Low-latency dash streaming using open-source tools

In this week, I had spent a few nights to build a low-latency DASH server that can stream live video in a way that conforms to the newly published LL-DASH specification. The server was built completely using open source tools. I also wrote some integration code to glue the different pieces together. In this article, I’m going to show how I built and tested the server.
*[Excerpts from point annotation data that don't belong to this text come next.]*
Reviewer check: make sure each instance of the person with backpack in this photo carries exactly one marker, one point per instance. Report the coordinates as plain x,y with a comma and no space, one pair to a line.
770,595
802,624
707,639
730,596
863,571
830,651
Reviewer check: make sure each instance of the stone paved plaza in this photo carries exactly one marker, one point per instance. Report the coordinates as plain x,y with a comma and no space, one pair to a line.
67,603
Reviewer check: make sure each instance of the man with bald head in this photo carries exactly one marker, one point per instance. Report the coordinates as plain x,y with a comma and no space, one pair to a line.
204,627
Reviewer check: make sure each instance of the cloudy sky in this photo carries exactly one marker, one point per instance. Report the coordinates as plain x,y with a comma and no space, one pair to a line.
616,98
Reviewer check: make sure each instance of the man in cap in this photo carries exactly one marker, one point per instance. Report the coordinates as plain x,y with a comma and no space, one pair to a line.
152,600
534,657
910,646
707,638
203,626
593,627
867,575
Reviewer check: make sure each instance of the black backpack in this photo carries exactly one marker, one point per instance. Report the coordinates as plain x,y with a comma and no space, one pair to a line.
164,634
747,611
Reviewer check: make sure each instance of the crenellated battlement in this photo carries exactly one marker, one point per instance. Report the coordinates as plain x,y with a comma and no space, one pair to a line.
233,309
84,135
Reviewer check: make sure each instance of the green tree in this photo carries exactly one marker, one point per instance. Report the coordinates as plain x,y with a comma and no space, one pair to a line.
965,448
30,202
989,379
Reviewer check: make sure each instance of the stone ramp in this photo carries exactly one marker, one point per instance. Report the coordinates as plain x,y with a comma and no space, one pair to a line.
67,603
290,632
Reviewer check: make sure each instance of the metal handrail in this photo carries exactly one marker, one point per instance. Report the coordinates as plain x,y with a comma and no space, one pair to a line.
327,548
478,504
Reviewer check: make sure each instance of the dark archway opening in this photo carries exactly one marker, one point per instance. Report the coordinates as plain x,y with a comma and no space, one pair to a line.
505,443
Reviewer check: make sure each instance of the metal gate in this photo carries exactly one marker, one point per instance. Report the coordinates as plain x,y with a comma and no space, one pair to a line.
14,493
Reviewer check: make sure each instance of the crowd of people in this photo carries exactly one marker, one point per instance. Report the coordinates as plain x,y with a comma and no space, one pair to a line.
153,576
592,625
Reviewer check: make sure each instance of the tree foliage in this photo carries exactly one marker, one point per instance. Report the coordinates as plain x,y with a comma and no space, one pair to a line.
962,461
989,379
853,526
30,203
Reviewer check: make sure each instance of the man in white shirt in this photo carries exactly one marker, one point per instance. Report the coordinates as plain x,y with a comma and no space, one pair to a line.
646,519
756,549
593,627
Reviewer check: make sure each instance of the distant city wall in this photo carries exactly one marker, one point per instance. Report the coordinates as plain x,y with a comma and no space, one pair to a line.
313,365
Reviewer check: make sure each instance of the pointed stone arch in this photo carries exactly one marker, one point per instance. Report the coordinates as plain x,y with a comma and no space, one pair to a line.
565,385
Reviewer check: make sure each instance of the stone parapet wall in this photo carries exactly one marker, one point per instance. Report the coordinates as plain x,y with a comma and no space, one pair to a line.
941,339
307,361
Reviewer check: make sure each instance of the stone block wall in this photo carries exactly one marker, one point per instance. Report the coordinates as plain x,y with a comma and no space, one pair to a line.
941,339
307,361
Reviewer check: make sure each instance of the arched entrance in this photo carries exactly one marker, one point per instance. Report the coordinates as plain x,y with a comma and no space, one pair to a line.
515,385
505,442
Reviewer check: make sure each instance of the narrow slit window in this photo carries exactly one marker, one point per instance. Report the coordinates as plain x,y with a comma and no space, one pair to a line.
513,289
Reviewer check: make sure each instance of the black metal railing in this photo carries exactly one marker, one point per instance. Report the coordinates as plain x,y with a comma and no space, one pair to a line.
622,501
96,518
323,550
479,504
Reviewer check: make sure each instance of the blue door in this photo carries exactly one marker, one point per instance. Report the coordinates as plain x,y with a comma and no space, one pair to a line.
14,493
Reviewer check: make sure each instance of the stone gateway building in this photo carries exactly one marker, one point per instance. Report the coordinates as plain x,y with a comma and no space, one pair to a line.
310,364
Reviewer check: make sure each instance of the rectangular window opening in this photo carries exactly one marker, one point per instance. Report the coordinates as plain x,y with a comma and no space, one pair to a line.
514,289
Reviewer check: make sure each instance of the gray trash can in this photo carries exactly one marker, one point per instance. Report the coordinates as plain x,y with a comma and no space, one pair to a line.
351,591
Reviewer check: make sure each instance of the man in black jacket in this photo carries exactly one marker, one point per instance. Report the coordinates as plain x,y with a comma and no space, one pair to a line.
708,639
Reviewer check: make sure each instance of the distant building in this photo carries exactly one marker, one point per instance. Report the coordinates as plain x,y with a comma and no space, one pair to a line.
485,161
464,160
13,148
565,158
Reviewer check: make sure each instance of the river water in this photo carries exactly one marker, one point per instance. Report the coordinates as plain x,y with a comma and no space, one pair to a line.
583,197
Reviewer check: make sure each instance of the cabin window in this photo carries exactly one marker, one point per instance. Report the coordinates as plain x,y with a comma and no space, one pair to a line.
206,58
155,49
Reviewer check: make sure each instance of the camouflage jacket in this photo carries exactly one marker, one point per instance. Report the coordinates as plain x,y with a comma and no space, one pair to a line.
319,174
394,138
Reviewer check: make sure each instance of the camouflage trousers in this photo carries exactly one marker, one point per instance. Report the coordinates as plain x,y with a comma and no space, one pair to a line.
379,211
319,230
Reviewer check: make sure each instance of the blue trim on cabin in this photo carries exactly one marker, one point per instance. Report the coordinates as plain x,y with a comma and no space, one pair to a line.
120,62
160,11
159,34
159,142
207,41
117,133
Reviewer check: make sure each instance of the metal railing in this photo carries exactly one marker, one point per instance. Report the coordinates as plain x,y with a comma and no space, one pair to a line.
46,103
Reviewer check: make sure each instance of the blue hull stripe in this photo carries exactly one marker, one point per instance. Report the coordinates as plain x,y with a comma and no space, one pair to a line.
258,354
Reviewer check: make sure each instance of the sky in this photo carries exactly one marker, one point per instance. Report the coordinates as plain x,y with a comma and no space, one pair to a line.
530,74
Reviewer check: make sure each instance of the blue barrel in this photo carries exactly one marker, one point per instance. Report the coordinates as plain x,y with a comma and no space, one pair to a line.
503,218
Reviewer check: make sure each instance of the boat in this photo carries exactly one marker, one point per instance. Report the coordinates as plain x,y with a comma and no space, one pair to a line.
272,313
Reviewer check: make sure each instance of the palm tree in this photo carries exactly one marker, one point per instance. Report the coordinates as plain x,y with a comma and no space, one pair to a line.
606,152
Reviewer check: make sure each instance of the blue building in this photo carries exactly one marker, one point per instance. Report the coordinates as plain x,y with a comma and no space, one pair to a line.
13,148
In this March, the DASH Industry Forum (DASH-IF) published a new change request to the DASH IOP guidelines on low-latency modes for DASH live streaming (LL-DASH). This standard extension is based on the earlier work on DVB low latency DASH. It also proposes several important new features such as Resync elements for fast stream joining, service description for describing how players should operate under low latency mode, as well as the implementation details and recommended settings for video encoders, origin servers, CDNs and players. The full specification is available here. The proposed changes have been implemented in ffmpeg and dash.js player. Akamai has created a sample stream for public testing, it is playable with dash.js.

Overview

First, I’ll provide an overview of what I have done. On the server side, I used ffmpeg to ingest a RTMP source stream from the OBS studio, and to output LL-DASH manifest and media segments. The output DASH stream is saved to my local disk. To handle player requests and deliver the stream with low latency, I also used a node.js GPAC server called node-gpac-dash. Node-gpac-dash was developed around 2015/2016 for DVB-DASH low-latency streaming. However it has most features that I need. It has a web server which can handle player requests, it can serve directly “pullable” contents such as, DASH mpd file and init segments to the player. For video segments which require pushing to the player using HTTP Chunked Transfer Encoding (CTE), node-gpac-dash will read segments chunk by chunk and send to the player.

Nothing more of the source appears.